Reputation: 408
Suppose I have a matrix H
of size 4 x 4
, and a vector y of size 4 x 1
, I need to get the results of (h'/norm(h, 'fro')) * y
in Python, where h
is the columns of matrix H
and h
' is the transpose of every column of matrix H
. For example in MATLAB I did it straightforwardly as below:
clear all
clc
H = [0.0937 + 1.5453i, -0.1910 - 0.3741i, 1.4420 + 0.6273i, 0.0518 - 0.4653i; ...
0.8537 + 0.9905i, -0.2910 + 0.0131i, 0.2993 - 0.5929i, 0.6426 + 0.4098i;...

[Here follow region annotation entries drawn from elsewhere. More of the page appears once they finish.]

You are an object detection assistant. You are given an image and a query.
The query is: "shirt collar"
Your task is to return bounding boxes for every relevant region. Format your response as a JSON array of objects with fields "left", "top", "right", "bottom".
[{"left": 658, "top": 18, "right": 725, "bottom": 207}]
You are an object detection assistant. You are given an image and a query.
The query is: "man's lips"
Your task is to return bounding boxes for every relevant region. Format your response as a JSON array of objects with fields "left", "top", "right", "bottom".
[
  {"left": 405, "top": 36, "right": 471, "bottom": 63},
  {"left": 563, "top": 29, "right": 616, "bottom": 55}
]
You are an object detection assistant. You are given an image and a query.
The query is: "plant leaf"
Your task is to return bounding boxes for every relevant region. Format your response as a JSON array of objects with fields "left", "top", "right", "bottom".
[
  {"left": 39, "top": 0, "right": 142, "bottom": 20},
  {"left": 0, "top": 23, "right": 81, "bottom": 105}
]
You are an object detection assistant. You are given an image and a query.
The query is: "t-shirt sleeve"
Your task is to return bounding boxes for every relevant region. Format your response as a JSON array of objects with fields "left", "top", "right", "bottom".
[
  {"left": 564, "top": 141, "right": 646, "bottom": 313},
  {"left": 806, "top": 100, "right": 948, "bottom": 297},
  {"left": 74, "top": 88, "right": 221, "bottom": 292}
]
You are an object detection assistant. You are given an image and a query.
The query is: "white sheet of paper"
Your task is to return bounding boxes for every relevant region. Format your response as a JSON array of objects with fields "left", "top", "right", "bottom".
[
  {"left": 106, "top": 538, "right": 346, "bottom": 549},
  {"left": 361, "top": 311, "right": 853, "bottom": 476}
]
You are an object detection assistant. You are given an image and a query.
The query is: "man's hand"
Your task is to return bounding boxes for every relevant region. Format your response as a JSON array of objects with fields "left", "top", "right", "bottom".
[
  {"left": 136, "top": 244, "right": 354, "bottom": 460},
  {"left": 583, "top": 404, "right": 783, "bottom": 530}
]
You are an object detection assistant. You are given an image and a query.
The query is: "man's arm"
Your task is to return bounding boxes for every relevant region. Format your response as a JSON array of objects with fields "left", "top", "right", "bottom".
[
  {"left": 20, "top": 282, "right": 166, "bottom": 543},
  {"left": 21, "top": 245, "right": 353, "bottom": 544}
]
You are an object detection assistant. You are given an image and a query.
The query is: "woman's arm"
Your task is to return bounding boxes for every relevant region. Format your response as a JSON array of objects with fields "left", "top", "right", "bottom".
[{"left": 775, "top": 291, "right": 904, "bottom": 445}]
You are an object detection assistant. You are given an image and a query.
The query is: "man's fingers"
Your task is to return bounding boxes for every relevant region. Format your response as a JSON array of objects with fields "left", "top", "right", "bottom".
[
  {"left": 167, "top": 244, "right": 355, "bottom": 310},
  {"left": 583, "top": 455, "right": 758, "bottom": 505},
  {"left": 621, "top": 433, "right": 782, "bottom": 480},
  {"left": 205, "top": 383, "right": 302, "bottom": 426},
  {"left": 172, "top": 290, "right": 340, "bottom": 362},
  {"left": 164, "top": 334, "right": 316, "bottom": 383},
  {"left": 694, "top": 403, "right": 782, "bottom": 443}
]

0.3722 - 0.3470i, 0.0449 - 0.2985i, -0.7595 - 0.1346i, -1.2782 + 0.1877i; ...
-0.8256 + 0.5255i, -0.5318 - 0.0624i, -0.5467 - 0.4118i, 0.0772 + 0.9888i];
y = [0.1037 + 0.1302i; 0.3676 - 0.0198i; 0.2380 + 0.2824i; 0.0557 - 0.4222i];
re = [];
for ii = 1 : size(H,2)
nn = H(:,ii);
tt = (nn'/norm(nn,'fro') * y)
re = [re tt]
end
But in Python it gives an error! I gave a try as below:
import numpy as np
h = np.array([[0.0937 + 1.5453j, -0.1910 - 0.3741j, 1.4420 + 0.6273j, 0.0518 - 0.4653j],
[0.8537 + 0.9905j, -0.2910 + 0.0131j, 0.2993 - 0.5929j, 0.6426 + 0.4098j],
[0.3722 - 0.3470j, 0.0449 - 0.2985j, -0.7595 - 0.1346j, -1.2782 + 0.1877j],
[-0.8256 + 0.5255j, -0.5318 - 0.0624j, -0.5467 - 0.4118j, 0.0772 + 0.9888j]])
y = np.array([[0.1037 + 0.1302j], [0.3676 - 0.0198j], [0.2380 + 0.2824j], [0.0557 - 0.4222j]])
n = 3
re= np.zeros((1, 4), dtype=np.complex)
for ii in range(n):
re[:, ii] = ((np.linalg.pinv(h[:, ii])).transpose() / (np.linalg.norm(np.linalg.pinv(h[:, ii]), 'fro'))).dot(y)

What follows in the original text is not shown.